By Rex HoggardSeptember 18, 2018, 2:05 pm

ATLANTA – The PGA Tour unveiled more dramatic changes to the FedExCup and its playoffs on Tuesday, outlining a new model to determine the season-long champion and giving a boost to the circuit’s regular season.

Starting next year when the Tour transitions from four post-season events to three, the FedExCup champion will be determined solely on the outcome at the Tour Championship, with players beginning the week at East Lake with a predetermined total based on their position on the points list.

The No. 1 player on the post-season points list will begin the finale at 10 under par. The next four players will start at 8 under through 5 under, respectively, while Nos. 6-10 will begin the tournament at 4 under par with the total regressing by one stroke every five players with those ranked 26th through 30th starting at even par. The winner at East Lake will also claim the FedExCup.

Current FedExCup standings

Tour Championship: Articles, photos and videos

The new system removes the confusing calculations that have highlighted the finale since the season-long race began in 2007 and avoids awkward moments like last year when Xander Schauffele won the Tour Championship but Justin Thomas claimed the FedExCup.

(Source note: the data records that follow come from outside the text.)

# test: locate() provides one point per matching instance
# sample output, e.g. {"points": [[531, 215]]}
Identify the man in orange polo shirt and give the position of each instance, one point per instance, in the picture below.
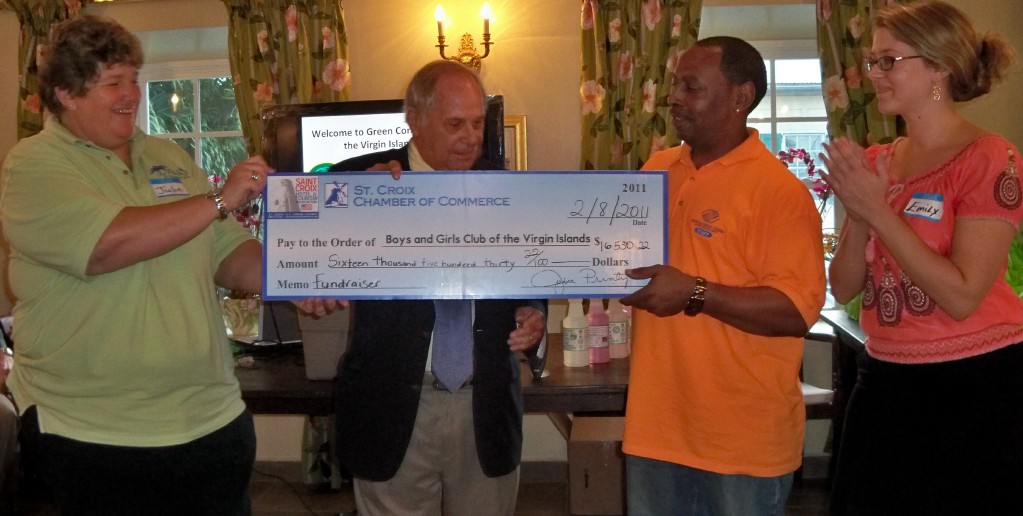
{"points": [[715, 420]]}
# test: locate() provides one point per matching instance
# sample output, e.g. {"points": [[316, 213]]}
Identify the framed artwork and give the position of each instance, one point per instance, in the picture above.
{"points": [[515, 141]]}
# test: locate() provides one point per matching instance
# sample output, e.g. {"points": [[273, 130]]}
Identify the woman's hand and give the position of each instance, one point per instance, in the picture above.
{"points": [[849, 175]]}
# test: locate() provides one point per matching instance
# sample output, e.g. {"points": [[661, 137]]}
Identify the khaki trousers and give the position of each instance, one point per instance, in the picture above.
{"points": [[441, 473]]}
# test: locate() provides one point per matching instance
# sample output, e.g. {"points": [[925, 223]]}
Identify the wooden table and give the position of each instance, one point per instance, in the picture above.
{"points": [[277, 384]]}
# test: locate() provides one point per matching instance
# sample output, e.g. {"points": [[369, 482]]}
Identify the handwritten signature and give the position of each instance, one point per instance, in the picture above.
{"points": [[549, 278]]}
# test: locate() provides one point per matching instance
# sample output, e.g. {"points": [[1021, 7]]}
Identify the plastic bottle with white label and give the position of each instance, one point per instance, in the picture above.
{"points": [[619, 334], [597, 318], [575, 336]]}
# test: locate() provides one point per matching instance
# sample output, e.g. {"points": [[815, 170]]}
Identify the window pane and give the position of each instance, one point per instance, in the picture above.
{"points": [[799, 88], [187, 143], [219, 155], [765, 133], [219, 111], [763, 109], [808, 135], [171, 106]]}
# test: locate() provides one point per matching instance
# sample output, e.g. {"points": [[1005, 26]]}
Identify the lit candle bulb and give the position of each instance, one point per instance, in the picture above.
{"points": [[439, 15], [487, 14]]}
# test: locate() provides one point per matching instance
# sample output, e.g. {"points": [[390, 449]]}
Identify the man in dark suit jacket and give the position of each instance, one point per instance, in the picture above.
{"points": [[412, 445]]}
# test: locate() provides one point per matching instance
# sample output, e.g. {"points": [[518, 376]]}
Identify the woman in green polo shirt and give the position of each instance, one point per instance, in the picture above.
{"points": [[123, 373]]}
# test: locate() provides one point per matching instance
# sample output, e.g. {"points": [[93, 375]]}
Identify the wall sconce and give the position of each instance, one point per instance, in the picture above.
{"points": [[466, 50]]}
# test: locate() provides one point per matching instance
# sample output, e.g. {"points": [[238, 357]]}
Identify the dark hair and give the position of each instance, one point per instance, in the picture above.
{"points": [[740, 63], [423, 89], [78, 50], [944, 36]]}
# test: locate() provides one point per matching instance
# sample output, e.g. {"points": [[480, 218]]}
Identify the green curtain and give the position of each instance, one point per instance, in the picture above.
{"points": [[845, 33], [844, 36], [629, 48], [36, 17], [284, 52]]}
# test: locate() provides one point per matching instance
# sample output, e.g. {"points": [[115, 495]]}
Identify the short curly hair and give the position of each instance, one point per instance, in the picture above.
{"points": [[421, 90], [945, 37], [78, 50]]}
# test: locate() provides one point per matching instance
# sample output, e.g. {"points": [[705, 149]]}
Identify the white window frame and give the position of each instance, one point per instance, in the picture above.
{"points": [[173, 71]]}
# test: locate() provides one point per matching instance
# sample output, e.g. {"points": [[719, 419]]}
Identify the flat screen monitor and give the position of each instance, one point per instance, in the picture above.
{"points": [[310, 137]]}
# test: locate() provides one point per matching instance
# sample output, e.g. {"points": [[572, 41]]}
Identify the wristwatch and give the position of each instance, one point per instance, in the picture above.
{"points": [[219, 202], [695, 304]]}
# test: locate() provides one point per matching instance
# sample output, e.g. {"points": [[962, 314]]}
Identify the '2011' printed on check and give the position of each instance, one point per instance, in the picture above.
{"points": [[471, 234]]}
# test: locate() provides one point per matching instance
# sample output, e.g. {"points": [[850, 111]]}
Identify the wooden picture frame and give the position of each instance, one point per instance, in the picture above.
{"points": [[515, 142]]}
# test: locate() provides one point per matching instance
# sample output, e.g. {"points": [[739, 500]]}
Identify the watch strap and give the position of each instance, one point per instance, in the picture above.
{"points": [[695, 304]]}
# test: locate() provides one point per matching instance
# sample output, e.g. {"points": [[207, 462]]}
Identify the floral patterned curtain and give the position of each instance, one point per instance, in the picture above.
{"points": [[844, 37], [282, 52], [36, 17], [629, 48]]}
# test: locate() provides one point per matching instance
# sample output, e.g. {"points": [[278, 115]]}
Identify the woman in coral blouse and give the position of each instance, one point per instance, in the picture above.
{"points": [[935, 423]]}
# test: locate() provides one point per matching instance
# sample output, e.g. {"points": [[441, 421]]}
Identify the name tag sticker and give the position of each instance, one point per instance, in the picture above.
{"points": [[168, 186], [926, 206]]}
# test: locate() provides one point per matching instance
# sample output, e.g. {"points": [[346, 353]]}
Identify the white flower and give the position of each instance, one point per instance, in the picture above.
{"points": [[591, 95], [615, 30], [836, 96]]}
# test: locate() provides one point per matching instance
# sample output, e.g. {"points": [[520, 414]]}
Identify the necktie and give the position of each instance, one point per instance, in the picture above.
{"points": [[452, 354]]}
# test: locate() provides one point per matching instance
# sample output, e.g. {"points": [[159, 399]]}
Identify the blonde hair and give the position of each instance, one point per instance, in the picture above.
{"points": [[944, 36]]}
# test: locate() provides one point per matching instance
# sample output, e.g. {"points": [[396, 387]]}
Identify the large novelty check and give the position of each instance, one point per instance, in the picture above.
{"points": [[461, 234]]}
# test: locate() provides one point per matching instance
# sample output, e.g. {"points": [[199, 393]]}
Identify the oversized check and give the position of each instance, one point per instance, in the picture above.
{"points": [[470, 234]]}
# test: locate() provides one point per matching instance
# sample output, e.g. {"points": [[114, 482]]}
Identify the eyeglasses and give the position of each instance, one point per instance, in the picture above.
{"points": [[885, 62]]}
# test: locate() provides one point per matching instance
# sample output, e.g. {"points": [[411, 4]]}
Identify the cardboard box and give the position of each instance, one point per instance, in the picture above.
{"points": [[596, 466]]}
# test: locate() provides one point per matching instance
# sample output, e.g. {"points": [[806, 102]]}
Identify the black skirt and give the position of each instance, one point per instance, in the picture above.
{"points": [[937, 438]]}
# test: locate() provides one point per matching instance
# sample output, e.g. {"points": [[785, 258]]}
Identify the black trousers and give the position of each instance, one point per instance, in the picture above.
{"points": [[207, 476]]}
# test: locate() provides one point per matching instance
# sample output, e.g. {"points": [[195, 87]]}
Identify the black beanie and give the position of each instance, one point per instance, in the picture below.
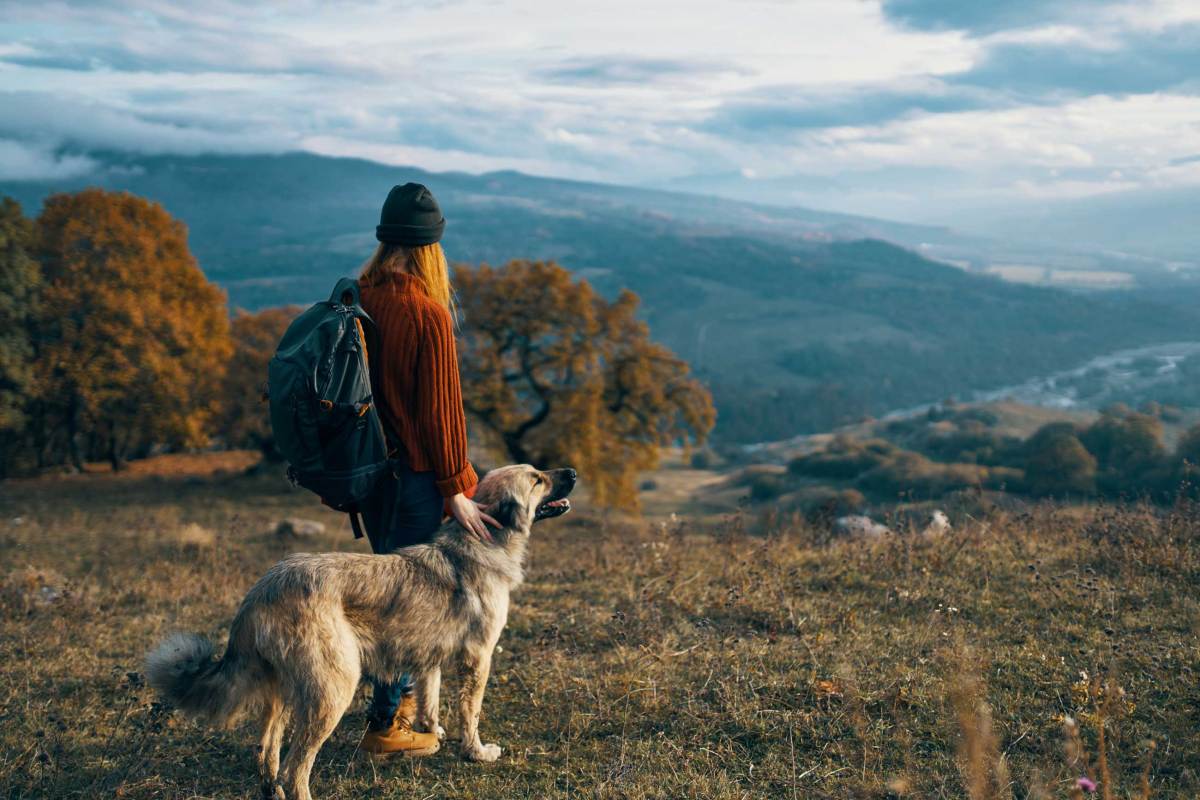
{"points": [[411, 216]]}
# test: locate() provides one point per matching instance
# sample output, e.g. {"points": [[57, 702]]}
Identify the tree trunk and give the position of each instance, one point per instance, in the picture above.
{"points": [[516, 450], [114, 453], [73, 434]]}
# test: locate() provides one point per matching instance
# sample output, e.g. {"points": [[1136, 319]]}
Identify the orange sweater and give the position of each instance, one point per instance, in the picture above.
{"points": [[414, 378]]}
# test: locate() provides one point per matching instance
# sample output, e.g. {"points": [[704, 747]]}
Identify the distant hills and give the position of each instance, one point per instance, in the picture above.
{"points": [[798, 319]]}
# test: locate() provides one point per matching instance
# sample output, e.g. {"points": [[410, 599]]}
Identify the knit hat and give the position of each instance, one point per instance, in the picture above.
{"points": [[411, 216]]}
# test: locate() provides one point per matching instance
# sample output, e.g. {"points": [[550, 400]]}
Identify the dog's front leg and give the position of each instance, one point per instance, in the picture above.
{"points": [[429, 690], [477, 663]]}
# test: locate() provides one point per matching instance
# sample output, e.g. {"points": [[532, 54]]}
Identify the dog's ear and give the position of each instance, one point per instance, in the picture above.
{"points": [[505, 511]]}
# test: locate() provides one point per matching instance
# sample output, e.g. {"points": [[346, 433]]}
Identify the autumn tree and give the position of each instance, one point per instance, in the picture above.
{"points": [[132, 338], [244, 420], [19, 280], [557, 374]]}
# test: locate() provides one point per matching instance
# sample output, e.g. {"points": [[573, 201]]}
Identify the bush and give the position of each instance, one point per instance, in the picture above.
{"points": [[766, 487], [910, 473], [843, 459], [1056, 463]]}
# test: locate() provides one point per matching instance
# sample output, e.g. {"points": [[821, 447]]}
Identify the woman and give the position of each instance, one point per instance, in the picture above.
{"points": [[414, 377]]}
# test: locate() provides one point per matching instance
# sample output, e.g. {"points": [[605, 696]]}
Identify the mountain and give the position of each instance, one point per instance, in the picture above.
{"points": [[798, 319]]}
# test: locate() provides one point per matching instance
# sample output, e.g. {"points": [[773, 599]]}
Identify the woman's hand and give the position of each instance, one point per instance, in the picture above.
{"points": [[472, 517]]}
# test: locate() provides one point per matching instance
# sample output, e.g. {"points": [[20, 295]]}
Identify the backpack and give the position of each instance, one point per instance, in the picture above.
{"points": [[322, 413]]}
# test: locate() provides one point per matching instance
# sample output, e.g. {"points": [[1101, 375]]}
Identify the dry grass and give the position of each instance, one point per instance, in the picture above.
{"points": [[641, 660]]}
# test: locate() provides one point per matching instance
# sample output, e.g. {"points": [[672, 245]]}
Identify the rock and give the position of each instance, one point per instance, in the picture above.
{"points": [[298, 528], [193, 535], [939, 523], [859, 527]]}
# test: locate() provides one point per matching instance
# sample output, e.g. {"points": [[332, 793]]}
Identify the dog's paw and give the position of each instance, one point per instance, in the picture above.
{"points": [[483, 753], [425, 726]]}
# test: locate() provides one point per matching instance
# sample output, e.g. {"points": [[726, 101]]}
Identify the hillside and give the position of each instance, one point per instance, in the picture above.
{"points": [[641, 661], [795, 324]]}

“As soon as the Tour Championship begins, any fan – no matter if they’ve followed the PGA Tour all season or are just tuning in for the final event – can immediately understand what’s going on and what’s at stake for every single player in the field,” commissioner Jay Monahan said in a statement.

A player’s rank on the points list will be based on their play in the first two playoff events, The Northern Trust (125 players) and BMW Championship (70 players), and a victory at East Lake will count as an official triumph, although it remains to be seen if players will receive world ranking points at what is essentially a handicapped event.

The Tour also announced the addition of a regular-season bonus pool called the Wyndham Rewards Top 10. The $10 million bonus pool will be based on regular-season performance, with the No. 1 player on the points list after the Wyndham Championship, the final regular-season event, earning $2 million.

In addition to the format changes at the Tour Championship and regular-season race, Monahan announced that the FedExCup bonus pool will increase to $60 million, up from $35 million, with the champion receiving $15 million.

“Now is the time to make these changes,” Monahan said, “and thanks to significant input in the process by our players, partners and fans, I believe we’re making exactly the right moves.”